Un dépassement de 4,1 milliards d'euros des crédits votés en loi de finances initiale était d'ores et déjà anticipé par le Gouvernement, qui en faisait état dans l'exposé général des motifs, mais l'exécutif a fait le choix de ne procéder à aucun ajustement de crédits (hors remboursements et dégrèvements) dans le cadre du projet de loi de finances rectificative, indiquant que les mouvements en dépenses seront « affiné[s] et décliné[s] plus finement dans le cadre du schéma de fin de gestion, en cours de préparation, et présenté[s] dans [leur] ensemble dans le projet de loi de finances rectificative de fin de gestion », lequel devrait être présenté quelques semaines plus tard.
Aussi fallait-il distinguer le solde budgétaire de l'État résultant stricto sensu des ajustements en recettes prévus par le premier projet de loi de finances rectificative, qui s'établissait à - 72,7 milliards d'euros, du solde budgétaire résultant de l'exécution prévisionnelle pour 2017 en recettes mais aussi en dépenses, qui atteignait alors - 76,9 milliards d'euros.

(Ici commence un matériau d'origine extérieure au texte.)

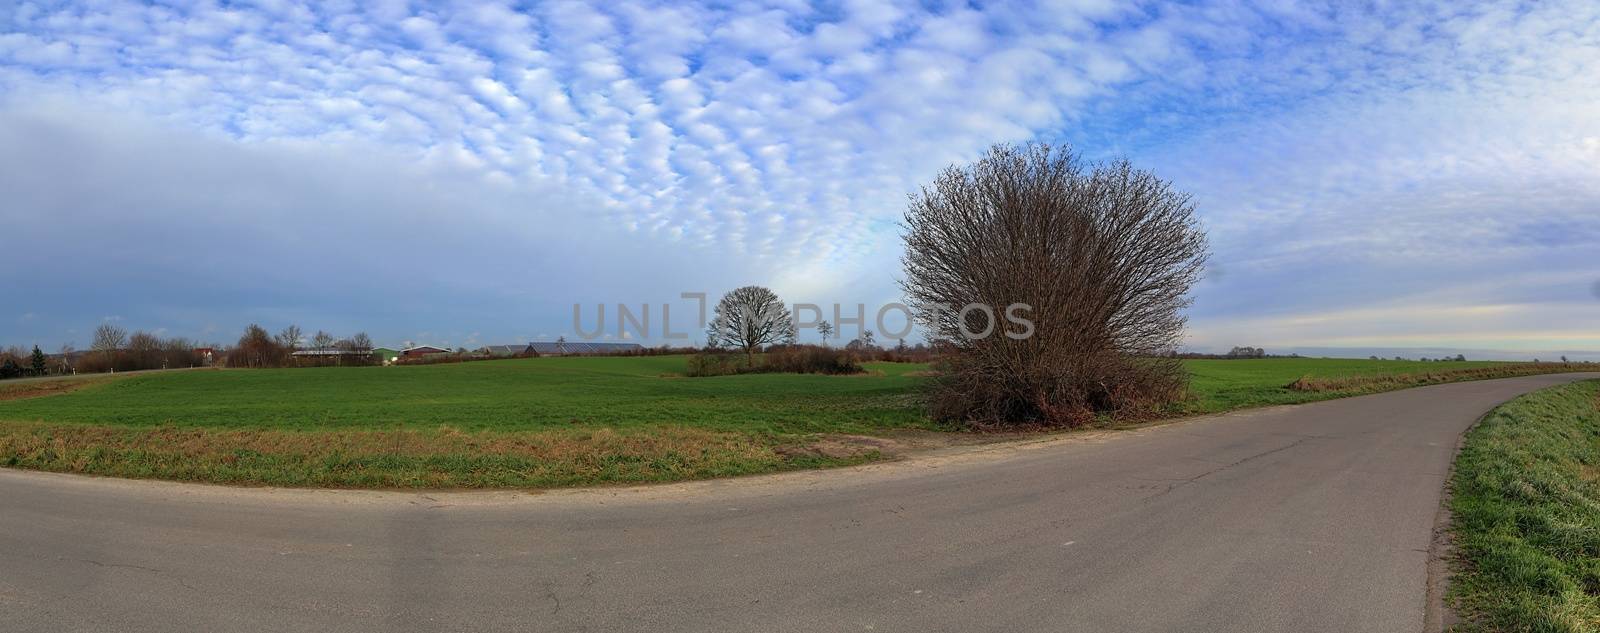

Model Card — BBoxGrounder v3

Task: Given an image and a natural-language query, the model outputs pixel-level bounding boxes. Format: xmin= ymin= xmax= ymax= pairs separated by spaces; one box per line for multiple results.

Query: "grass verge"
xmin=1179 ymin=359 xmax=1594 ymax=414
xmin=1447 ymin=379 xmax=1600 ymax=632
xmin=0 ymin=422 xmax=878 ymax=488
xmin=1287 ymin=363 xmax=1593 ymax=394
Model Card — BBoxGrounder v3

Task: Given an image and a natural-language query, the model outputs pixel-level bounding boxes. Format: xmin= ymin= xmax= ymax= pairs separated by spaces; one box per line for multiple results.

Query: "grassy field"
xmin=0 ymin=355 xmax=1586 ymax=488
xmin=1182 ymin=358 xmax=1515 ymax=412
xmin=1447 ymin=379 xmax=1600 ymax=632
xmin=0 ymin=356 xmax=933 ymax=433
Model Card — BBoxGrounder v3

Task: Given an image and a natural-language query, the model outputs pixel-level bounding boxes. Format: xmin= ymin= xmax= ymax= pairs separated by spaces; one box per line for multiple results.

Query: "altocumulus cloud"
xmin=1 ymin=0 xmax=1597 ymax=354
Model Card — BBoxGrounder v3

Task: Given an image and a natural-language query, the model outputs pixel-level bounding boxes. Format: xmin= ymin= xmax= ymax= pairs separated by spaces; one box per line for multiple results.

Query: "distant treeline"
xmin=226 ymin=324 xmax=376 ymax=368
xmin=1168 ymin=346 xmax=1285 ymax=360
xmin=0 ymin=345 xmax=51 ymax=379
xmin=4 ymin=322 xmax=946 ymax=380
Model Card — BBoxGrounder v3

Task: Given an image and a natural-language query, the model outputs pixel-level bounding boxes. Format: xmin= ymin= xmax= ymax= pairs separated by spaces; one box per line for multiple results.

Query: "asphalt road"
xmin=3 ymin=373 xmax=1595 ymax=633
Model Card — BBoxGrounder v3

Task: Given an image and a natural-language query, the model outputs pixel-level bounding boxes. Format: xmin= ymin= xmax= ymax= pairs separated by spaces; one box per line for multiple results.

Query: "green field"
xmin=0 ymin=356 xmax=932 ymax=434
xmin=0 ymin=355 xmax=1581 ymax=488
xmin=1447 ymin=379 xmax=1600 ymax=632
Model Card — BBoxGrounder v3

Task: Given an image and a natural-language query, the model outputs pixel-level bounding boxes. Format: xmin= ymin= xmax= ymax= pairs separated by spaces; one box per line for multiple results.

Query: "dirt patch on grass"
xmin=778 ymin=429 xmax=1026 ymax=460
xmin=779 ymin=434 xmax=902 ymax=460
xmin=0 ymin=377 xmax=113 ymax=402
xmin=1285 ymin=363 xmax=1596 ymax=393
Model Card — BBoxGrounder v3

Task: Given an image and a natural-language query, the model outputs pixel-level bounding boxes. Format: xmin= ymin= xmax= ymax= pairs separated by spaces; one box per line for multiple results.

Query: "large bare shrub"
xmin=902 ymin=143 xmax=1208 ymax=427
xmin=684 ymin=344 xmax=862 ymax=377
xmin=760 ymin=344 xmax=862 ymax=375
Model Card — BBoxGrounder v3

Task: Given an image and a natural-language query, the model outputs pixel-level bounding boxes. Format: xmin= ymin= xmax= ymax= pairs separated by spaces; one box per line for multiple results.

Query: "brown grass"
xmin=0 ymin=422 xmax=856 ymax=488
xmin=1284 ymin=363 xmax=1594 ymax=393
xmin=0 ymin=377 xmax=114 ymax=402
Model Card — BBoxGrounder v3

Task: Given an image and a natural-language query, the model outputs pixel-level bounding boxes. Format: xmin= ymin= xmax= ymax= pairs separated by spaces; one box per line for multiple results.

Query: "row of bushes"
xmin=1285 ymin=362 xmax=1598 ymax=392
xmin=76 ymin=348 xmax=203 ymax=373
xmin=686 ymin=345 xmax=865 ymax=377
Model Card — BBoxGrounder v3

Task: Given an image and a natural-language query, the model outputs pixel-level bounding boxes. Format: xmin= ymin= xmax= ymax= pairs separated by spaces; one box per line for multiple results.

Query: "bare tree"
xmin=92 ymin=323 xmax=127 ymax=355
xmin=844 ymin=329 xmax=883 ymax=353
xmin=846 ymin=330 xmax=876 ymax=352
xmin=347 ymin=332 xmax=373 ymax=351
xmin=276 ymin=325 xmax=303 ymax=351
xmin=901 ymin=143 xmax=1208 ymax=427
xmin=127 ymin=331 xmax=162 ymax=368
xmin=230 ymin=324 xmax=284 ymax=368
xmin=153 ymin=337 xmax=190 ymax=368
xmin=312 ymin=330 xmax=335 ymax=351
xmin=90 ymin=323 xmax=127 ymax=371
xmin=707 ymin=286 xmax=796 ymax=366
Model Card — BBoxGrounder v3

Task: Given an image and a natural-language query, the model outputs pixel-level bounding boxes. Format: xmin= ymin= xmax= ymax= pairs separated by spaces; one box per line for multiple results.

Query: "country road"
xmin=3 ymin=373 xmax=1596 ymax=633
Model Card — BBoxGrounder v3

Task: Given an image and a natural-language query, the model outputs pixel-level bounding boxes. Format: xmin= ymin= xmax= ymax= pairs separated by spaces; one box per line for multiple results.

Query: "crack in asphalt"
xmin=1143 ymin=436 xmax=1321 ymax=500
xmin=74 ymin=558 xmax=199 ymax=592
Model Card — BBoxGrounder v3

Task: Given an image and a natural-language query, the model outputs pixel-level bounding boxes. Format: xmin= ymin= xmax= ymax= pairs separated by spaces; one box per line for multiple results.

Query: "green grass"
xmin=1182 ymin=358 xmax=1513 ymax=413
xmin=1447 ymin=379 xmax=1600 ymax=632
xmin=0 ymin=356 xmax=934 ymax=434
xmin=0 ymin=355 xmax=1585 ymax=488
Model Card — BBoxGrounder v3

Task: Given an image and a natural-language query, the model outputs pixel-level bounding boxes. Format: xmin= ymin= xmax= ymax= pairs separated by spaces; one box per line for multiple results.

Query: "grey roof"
xmin=290 ymin=349 xmax=369 ymax=356
xmin=479 ymin=344 xmax=532 ymax=356
xmin=528 ymin=341 xmax=643 ymax=355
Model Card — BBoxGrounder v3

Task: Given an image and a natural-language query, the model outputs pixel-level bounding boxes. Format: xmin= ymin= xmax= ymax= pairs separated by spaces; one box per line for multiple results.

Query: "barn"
xmin=399 ymin=345 xmax=451 ymax=358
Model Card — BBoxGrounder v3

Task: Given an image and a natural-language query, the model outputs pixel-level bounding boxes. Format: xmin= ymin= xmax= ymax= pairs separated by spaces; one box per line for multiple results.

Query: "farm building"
xmin=528 ymin=341 xmax=643 ymax=356
xmin=290 ymin=349 xmax=372 ymax=366
xmin=290 ymin=349 xmax=369 ymax=359
xmin=479 ymin=344 xmax=534 ymax=357
xmin=371 ymin=347 xmax=399 ymax=364
xmin=399 ymin=345 xmax=451 ymax=358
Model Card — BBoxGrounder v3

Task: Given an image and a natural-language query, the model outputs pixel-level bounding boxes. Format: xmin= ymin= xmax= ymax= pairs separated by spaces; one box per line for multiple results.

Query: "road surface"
xmin=3 ymin=373 xmax=1595 ymax=632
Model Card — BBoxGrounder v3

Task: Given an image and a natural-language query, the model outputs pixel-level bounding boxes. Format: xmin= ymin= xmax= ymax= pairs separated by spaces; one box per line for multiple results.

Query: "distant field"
xmin=0 ymin=355 xmax=1583 ymax=488
xmin=1182 ymin=358 xmax=1514 ymax=413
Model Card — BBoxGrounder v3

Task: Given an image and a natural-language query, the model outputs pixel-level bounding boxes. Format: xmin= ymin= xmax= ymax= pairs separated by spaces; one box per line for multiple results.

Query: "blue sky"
xmin=3 ymin=1 xmax=1598 ymax=358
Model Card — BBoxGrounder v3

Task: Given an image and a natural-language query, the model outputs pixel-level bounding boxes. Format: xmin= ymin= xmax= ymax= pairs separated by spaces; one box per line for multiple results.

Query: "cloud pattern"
xmin=3 ymin=0 xmax=1599 ymax=354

Au total, le Parlement a donc été amené à se prononcer sur un tableau d'équilibre tronqué en dépenses , le solde budgétaire ne reflétant pas la réalité des grands équilibres du budget de l'État tels que le Gouvernement les connaissait alors.
À première vue, ce mode opératoire peut paraître inévitable au regard de l'urgence de la situation : il s'agissait de créer un nouvel impôt et de commencer à le recouvrer avant la fin de l'exercice budgétaire, ce qui n'aurait peut-être pas été compatible avec le dépôt d'un unique projet de loi de finances rectificative. En effet, si seulement deux semaines séparaient le dépôt du premier projet de loi de finances rectificative du second, la promulgation des deux textes était en revanche décalée de près de quatre semaines (à savoir le 1 er décembre puis le 28 décembre).

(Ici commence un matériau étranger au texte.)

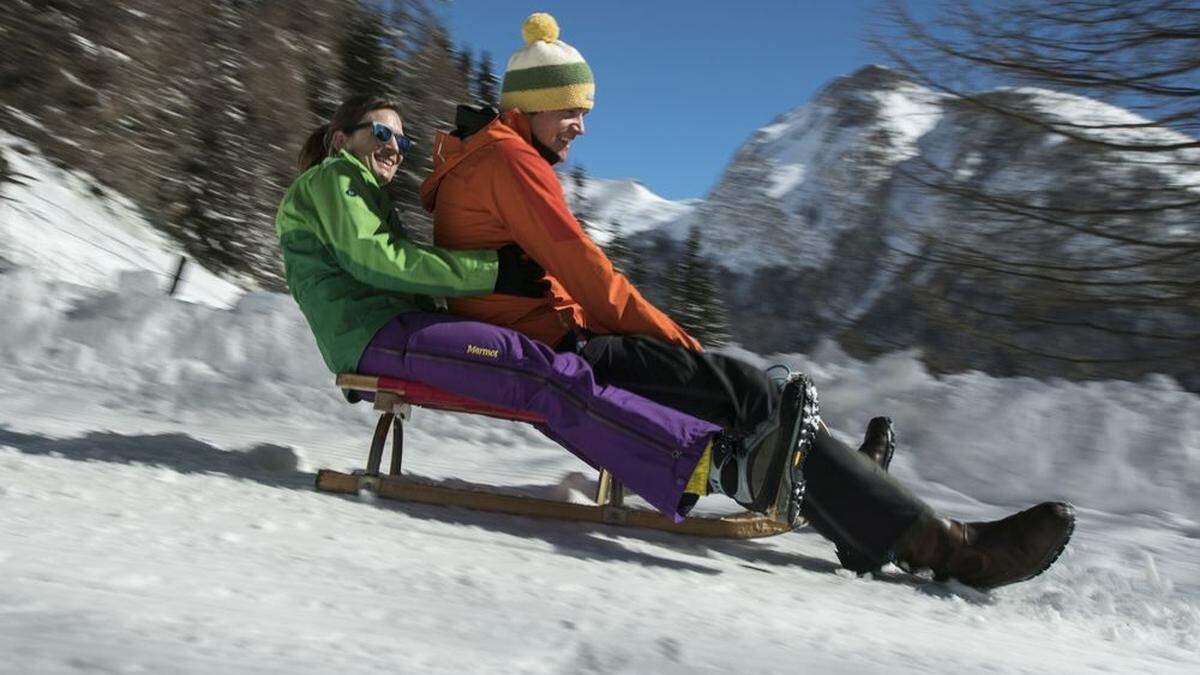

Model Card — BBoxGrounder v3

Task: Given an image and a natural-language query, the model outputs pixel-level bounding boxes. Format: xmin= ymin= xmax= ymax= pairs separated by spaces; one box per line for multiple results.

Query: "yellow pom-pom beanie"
xmin=500 ymin=13 xmax=595 ymax=113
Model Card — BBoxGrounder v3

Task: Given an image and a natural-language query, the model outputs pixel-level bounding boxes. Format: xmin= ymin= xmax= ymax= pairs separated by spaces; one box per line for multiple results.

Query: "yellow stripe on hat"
xmin=500 ymin=83 xmax=595 ymax=113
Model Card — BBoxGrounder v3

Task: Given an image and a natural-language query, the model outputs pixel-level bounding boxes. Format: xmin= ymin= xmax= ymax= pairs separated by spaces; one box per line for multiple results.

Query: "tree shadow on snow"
xmin=0 ymin=426 xmax=312 ymax=490
xmin=0 ymin=425 xmax=729 ymax=572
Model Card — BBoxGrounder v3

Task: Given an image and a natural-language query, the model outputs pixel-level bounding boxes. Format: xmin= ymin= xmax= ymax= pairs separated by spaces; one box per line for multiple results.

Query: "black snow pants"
xmin=560 ymin=332 xmax=932 ymax=567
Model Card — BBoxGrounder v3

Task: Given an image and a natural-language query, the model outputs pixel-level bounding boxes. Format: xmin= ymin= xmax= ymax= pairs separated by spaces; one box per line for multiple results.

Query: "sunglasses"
xmin=344 ymin=121 xmax=415 ymax=154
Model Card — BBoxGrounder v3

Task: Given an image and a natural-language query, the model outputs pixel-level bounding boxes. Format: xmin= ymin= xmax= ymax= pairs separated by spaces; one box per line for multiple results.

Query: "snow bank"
xmin=0 ymin=129 xmax=242 ymax=307
xmin=4 ymin=268 xmax=1197 ymax=520
xmin=0 ymin=270 xmax=333 ymax=421
xmin=729 ymin=343 xmax=1200 ymax=519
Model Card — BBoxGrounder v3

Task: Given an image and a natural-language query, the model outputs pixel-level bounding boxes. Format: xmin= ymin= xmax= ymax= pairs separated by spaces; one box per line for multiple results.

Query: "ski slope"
xmin=1 ymin=132 xmax=1198 ymax=673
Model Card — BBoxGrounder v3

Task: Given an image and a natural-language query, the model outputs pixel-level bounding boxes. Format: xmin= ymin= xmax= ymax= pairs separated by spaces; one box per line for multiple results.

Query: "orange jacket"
xmin=420 ymin=109 xmax=701 ymax=352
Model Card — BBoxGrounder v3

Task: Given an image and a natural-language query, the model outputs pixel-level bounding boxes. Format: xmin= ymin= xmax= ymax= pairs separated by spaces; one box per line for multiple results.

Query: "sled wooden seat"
xmin=316 ymin=373 xmax=793 ymax=539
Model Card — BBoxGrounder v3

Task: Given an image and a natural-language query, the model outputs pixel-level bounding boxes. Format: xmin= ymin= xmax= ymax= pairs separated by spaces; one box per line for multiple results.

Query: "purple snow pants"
xmin=356 ymin=312 xmax=720 ymax=520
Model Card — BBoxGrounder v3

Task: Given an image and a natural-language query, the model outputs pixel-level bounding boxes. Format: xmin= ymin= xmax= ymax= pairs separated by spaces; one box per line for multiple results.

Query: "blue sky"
xmin=438 ymin=0 xmax=921 ymax=199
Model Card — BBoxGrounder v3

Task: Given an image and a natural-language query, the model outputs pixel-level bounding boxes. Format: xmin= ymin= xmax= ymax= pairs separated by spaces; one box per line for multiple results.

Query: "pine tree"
xmin=475 ymin=51 xmax=499 ymax=108
xmin=668 ymin=225 xmax=731 ymax=347
xmin=456 ymin=45 xmax=473 ymax=79
xmin=605 ymin=219 xmax=640 ymax=278
xmin=389 ymin=9 xmax=472 ymax=241
xmin=340 ymin=3 xmax=392 ymax=96
xmin=175 ymin=0 xmax=259 ymax=279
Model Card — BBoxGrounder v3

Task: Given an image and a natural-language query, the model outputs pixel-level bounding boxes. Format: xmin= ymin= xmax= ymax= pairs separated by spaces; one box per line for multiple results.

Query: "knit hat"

En effet, tant que le Gouvernement continuera de présenter des projets de loi de finances rectificative de fin de gestion qui constituent en réalité des « séances de rattrapage » du projet de loi de finances, leur adoption ne pourra qu'être tardive - malgré le rythme extrêmement contraint auquel se soumettent les assemblées, le Sénat examinant le projet de loi de finances rectificative de fin de gestion le lendemain de sa transmission nocturne.

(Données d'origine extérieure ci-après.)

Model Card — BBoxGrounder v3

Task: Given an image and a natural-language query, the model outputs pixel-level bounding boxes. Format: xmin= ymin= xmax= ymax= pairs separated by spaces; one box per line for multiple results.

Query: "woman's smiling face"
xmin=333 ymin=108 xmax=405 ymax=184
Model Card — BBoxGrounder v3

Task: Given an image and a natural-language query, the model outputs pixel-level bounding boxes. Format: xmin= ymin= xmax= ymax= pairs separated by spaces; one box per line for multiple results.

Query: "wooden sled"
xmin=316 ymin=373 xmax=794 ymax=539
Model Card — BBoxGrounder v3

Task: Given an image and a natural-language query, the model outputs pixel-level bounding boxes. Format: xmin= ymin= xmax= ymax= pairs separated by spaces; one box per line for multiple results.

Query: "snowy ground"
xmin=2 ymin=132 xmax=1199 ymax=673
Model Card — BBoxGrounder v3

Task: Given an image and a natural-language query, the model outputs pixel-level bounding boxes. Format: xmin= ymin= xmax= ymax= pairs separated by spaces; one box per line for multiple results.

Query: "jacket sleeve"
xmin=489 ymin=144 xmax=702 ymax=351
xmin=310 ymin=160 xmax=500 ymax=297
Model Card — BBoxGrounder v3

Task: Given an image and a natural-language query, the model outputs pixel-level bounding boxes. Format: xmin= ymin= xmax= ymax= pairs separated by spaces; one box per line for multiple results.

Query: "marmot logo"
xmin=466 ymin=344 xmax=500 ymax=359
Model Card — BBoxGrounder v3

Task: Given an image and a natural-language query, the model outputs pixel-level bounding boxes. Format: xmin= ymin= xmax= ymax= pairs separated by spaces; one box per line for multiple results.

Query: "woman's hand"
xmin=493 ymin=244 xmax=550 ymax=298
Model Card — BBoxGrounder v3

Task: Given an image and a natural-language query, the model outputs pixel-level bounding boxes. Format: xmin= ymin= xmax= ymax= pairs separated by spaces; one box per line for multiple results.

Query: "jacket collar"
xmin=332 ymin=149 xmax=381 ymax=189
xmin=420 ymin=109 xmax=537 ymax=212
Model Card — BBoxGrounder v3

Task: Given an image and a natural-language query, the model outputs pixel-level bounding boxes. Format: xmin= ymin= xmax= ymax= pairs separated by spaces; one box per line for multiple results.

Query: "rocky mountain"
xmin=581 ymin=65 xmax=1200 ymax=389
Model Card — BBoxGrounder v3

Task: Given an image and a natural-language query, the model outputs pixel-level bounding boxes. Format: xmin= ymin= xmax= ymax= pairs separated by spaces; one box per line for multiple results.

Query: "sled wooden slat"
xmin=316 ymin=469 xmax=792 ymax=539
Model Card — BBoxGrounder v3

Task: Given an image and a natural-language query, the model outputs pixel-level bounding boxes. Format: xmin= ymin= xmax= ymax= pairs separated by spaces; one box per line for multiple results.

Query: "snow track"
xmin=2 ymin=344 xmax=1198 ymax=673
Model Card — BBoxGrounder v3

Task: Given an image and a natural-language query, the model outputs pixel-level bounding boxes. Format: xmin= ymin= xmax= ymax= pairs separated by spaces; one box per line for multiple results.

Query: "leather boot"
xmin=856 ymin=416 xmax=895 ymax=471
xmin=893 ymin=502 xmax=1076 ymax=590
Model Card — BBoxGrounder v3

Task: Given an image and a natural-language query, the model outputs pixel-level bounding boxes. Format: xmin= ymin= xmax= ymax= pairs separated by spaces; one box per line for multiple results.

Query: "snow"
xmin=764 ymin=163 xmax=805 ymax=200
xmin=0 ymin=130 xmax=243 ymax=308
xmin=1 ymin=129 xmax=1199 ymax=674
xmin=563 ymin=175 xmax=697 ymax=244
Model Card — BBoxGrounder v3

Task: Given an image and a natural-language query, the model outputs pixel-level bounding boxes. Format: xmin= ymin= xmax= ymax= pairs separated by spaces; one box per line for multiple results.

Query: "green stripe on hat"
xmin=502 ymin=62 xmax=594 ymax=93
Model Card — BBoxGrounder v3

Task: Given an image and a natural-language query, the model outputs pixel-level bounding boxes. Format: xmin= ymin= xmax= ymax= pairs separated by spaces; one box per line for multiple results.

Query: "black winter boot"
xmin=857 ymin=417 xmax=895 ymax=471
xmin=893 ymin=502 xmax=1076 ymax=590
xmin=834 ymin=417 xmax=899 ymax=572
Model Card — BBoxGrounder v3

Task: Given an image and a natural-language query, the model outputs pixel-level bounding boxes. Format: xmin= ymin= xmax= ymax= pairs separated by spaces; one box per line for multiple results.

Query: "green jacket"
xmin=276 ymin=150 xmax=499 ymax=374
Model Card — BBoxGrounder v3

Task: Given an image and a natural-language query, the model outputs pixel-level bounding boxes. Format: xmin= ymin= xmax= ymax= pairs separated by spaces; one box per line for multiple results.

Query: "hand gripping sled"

Mais ce raisonnement n'est valable qu'à pratique constante. Si les projets de loi de finances rectificatives retrouvaient leur vocation initiale , qui est de procéder à des ajustements en recettes et en dépenses qui ne pouvaient pas être anticipés en loi de finances initiale et qui portent sur l'exercice en cours, la fusion d'un PLFR d'urgence déposé en novembre et créant une nouvelle contribution avec le PLFR portant le schéma de fin de gestion serait tout à fait envisageable .
* 42 Loi n° 2017-1640 du 1 er décembre 2017 de finances rectificative pour 2017.